Japan Geoscience Union Meeting 2022

Presentation information

[J] Oral

A (Atmospheric and Hydrospheric Sciences ) » A-AS Atmospheric Sciences, Meteorology & Atmospheric Environment

[A-AS10] Stratosphere-troposphere Processes And their Role in Climate

Thu. May 26, 2022 1:45 PM - 3:15 PM 106 (International Conference Hall, Makuhari Messe)

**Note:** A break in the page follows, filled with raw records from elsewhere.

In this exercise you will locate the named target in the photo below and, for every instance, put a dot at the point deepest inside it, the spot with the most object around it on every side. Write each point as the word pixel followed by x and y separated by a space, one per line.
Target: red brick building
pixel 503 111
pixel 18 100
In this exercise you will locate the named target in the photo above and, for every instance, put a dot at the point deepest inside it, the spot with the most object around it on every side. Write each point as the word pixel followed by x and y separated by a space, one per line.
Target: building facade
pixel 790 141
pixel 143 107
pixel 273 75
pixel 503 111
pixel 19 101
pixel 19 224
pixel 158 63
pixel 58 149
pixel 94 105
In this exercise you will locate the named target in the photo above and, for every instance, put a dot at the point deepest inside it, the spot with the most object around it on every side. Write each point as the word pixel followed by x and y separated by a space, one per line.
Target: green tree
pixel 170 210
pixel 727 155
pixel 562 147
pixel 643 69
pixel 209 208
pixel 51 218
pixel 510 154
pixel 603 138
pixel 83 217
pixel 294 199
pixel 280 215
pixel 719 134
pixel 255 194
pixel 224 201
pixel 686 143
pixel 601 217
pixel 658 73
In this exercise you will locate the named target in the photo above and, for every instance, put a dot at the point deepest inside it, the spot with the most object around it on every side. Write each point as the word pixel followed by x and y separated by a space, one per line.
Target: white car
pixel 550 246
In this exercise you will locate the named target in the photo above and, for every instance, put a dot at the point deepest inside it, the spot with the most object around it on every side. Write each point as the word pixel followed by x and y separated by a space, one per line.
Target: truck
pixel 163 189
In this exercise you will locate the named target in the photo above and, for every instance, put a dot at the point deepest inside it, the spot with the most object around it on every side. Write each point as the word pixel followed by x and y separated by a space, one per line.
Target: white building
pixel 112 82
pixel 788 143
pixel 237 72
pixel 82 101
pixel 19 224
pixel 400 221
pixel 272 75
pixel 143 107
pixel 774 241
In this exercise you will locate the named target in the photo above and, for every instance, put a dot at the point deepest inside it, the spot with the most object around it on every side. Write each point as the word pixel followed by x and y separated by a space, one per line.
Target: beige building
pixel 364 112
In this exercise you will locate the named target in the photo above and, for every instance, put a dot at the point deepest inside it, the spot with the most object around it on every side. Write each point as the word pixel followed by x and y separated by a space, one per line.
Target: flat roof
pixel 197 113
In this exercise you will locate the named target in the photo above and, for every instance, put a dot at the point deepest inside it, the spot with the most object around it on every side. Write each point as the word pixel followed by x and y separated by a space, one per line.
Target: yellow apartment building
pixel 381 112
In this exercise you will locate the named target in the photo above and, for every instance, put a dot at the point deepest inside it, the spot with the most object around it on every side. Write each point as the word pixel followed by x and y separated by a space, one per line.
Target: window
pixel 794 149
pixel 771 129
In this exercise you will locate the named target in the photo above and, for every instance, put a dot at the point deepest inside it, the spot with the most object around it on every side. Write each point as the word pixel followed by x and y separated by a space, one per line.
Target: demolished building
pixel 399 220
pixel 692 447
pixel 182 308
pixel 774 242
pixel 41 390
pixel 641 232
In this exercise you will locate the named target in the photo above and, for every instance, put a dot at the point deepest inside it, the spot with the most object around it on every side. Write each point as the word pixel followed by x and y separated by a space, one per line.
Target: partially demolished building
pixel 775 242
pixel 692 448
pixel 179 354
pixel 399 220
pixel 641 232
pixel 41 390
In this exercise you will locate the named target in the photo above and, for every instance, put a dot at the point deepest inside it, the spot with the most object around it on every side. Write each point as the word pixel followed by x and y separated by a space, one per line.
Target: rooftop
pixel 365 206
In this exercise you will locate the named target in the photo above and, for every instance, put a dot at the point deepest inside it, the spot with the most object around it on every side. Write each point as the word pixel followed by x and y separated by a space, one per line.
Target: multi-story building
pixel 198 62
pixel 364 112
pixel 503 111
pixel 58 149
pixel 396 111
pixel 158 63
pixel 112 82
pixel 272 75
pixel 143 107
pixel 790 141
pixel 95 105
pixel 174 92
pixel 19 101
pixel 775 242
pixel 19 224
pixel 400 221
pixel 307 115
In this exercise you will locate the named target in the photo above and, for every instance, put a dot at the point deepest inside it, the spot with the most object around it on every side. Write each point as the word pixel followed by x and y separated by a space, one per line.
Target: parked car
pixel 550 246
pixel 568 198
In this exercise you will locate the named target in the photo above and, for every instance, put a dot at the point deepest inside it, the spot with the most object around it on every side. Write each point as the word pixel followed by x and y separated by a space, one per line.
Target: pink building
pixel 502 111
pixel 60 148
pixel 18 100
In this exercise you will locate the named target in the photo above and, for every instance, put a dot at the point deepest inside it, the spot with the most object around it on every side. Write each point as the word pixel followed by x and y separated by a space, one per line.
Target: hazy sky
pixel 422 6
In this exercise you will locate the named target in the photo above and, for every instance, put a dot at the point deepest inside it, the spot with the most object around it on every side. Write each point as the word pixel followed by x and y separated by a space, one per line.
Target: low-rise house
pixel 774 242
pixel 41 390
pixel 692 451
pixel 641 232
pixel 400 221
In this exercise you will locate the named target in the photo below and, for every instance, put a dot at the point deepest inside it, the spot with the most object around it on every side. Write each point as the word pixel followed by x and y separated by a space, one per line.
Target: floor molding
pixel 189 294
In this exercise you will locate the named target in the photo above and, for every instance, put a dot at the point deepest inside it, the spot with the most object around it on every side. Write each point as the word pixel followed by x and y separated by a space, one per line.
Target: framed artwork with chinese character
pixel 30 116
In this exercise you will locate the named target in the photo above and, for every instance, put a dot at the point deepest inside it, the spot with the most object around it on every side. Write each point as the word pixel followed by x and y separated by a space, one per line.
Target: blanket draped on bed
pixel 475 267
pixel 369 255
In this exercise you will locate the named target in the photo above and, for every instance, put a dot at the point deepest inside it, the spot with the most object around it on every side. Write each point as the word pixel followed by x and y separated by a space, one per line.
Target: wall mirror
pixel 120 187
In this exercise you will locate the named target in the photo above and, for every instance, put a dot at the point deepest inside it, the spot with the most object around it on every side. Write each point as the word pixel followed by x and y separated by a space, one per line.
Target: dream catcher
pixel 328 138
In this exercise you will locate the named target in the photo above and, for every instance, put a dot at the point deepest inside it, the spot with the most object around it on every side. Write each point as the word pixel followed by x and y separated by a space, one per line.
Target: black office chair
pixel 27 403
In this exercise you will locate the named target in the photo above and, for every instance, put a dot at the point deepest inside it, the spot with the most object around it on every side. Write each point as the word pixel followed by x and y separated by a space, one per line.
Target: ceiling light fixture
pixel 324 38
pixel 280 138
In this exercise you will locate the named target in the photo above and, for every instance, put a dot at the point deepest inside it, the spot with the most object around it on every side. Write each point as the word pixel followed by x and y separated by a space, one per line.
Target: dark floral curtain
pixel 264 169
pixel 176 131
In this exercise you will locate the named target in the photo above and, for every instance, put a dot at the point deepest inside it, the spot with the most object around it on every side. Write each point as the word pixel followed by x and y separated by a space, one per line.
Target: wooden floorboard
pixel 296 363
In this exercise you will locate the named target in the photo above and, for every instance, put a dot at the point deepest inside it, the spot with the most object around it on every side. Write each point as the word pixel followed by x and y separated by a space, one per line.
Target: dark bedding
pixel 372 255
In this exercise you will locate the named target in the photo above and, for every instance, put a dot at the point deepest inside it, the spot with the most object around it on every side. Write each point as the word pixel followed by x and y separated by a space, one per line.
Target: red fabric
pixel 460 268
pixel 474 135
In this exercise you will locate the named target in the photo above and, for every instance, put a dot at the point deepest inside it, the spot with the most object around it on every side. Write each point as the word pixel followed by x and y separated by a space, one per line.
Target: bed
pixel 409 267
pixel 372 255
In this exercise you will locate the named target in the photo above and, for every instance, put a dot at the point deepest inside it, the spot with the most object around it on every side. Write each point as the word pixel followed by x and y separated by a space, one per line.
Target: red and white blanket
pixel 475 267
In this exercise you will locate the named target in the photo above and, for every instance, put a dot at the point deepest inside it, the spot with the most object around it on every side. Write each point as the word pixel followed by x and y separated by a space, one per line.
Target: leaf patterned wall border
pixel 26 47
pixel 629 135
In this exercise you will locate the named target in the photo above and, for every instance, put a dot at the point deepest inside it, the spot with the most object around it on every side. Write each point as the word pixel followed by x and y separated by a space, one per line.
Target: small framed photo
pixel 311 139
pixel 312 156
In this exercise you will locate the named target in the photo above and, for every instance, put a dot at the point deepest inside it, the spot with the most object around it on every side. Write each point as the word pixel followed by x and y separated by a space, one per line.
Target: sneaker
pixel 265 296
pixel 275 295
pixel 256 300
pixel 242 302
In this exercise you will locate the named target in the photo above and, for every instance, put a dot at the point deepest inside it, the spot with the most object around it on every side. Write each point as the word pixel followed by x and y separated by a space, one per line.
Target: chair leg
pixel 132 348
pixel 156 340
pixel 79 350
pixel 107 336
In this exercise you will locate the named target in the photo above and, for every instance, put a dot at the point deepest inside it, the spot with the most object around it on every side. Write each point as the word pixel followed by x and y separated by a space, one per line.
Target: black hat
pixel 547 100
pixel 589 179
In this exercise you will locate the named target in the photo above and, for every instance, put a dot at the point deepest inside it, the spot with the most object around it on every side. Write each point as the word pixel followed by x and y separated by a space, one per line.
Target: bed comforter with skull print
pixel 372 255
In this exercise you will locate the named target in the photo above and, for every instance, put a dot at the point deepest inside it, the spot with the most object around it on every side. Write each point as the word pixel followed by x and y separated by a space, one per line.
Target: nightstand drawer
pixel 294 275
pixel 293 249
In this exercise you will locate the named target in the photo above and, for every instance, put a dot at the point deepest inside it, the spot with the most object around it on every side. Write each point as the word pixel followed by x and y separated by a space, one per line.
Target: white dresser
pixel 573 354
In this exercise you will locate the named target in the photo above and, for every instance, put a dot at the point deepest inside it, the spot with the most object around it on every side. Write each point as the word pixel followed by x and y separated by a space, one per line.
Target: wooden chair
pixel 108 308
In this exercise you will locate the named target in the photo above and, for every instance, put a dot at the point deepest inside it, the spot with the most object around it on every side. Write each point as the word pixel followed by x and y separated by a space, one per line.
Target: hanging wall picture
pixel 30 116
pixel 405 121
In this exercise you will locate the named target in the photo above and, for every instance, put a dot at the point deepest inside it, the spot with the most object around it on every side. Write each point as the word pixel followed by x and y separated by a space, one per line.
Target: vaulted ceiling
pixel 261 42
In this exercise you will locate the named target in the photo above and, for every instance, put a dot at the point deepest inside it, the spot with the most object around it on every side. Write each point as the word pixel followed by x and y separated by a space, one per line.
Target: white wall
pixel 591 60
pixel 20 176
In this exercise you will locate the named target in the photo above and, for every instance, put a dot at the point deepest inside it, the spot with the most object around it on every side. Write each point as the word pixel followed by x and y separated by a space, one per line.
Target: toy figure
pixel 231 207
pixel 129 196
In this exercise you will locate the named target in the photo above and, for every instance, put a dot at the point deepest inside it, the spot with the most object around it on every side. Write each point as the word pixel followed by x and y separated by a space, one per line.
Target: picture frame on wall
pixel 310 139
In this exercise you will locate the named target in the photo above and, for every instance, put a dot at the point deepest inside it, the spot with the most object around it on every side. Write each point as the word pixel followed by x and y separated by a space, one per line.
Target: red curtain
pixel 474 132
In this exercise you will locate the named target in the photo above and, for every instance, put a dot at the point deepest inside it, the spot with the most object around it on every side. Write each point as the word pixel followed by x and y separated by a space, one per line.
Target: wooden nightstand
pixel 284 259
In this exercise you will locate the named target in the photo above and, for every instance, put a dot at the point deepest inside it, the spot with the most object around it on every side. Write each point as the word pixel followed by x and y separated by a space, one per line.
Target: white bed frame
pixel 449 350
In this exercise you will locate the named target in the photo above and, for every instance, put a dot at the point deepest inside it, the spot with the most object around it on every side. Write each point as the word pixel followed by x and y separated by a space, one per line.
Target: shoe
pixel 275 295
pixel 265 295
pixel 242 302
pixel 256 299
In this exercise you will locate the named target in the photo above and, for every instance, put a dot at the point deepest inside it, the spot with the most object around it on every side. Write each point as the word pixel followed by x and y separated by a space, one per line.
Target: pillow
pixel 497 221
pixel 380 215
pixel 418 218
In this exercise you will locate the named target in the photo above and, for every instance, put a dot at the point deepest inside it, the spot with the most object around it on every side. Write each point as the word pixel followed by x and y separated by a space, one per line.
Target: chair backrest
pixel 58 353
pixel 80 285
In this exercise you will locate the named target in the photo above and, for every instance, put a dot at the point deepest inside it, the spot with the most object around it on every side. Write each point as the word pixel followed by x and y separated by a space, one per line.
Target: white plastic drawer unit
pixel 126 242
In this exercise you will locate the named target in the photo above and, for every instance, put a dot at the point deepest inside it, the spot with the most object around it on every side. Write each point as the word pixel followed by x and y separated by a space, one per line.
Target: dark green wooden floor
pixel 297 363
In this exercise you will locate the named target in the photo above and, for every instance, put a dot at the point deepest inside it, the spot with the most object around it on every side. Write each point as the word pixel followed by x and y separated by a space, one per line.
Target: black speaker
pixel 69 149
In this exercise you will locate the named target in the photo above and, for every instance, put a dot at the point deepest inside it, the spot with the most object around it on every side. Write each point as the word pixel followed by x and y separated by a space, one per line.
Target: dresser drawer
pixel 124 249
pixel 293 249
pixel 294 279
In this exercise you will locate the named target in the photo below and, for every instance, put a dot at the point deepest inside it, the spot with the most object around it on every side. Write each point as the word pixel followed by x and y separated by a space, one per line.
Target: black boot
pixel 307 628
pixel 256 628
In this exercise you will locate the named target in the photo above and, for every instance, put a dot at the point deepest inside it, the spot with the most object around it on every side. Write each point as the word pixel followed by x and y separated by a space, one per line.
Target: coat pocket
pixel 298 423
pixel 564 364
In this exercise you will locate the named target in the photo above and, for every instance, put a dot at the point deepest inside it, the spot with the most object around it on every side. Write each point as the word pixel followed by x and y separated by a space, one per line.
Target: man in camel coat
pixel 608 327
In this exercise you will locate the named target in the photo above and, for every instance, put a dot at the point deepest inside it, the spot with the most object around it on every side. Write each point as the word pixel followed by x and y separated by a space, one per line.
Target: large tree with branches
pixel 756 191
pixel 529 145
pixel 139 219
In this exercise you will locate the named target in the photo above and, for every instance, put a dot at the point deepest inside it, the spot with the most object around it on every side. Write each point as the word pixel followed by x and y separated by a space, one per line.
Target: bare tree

convener:Masashi Kohma(Department of Earth and Planet Science, Graduate School of Science, The University of Tokyo), convener:Masakazu Taguchi(Aichi University of Education), Takenari Kinoshita(Japan Agency for Marine-Earth Science and Technology), convener:Nawo Eguchi(Kyushu University), Chairperson:Nawo Eguchi(Kyushu University), Masashi Kohma(Department of Earth and Planet Science, Graduate School of Science, The University of Tokyo)

2:30 PM - 2:45 PM

[AAS10-04] Application of Deep Learning to Estimate Atmospheric Gravity Wave Parameters in Reanalysis Data Sets

★Invited Papers

Daisuke Matsuoka1, *Shingo Watanabe1, Kaoru Sato2, Sho Kawazoe3, Wei Yu4, Steve Easterbrook4 (1.Japan Agency for Marine-Earth Science and Technology, 2.Department of Earth and Planetary Science, The University of Tokyo, 3.Department of Earth and Planetary Sciences, Hokkaido University, 4.Department of Computer Science, University of Toronto)

Keywords:Deep learning, Gravity waves, Reanalysis dataset

Gravity waves play an essential role in driving and maintaining the global circulation. In order to understand their contribution in the atmosphere, it is important to reproduce their distribution accurately. In this paper, we propose a deep learning method for estimating the momentum flux of gravity waves, and validate its performance at 100 hPa using low-resolution zonal wind, meridional wind, air temperature, and specific humidity (300, 700, and 850 hPa) data over the Hokkaido region. For this purpose, a deep convolutional neural network was trained on 29 years of reanalysis data sets (JRA-55 and DSJRA-55), and final 5 years of data were reserved for evaluation. The results show that the fine momentum flux distribution of gravity waves can be estimated with reasonable computational cost. In particular, the median root mean square error (RMSE) of the maximum momentum flux and the characteristic zonal wavenumber were 0.06-0.13 mPa and 1.0×10-5, respectively, during the winter season when gravity waves are stronger.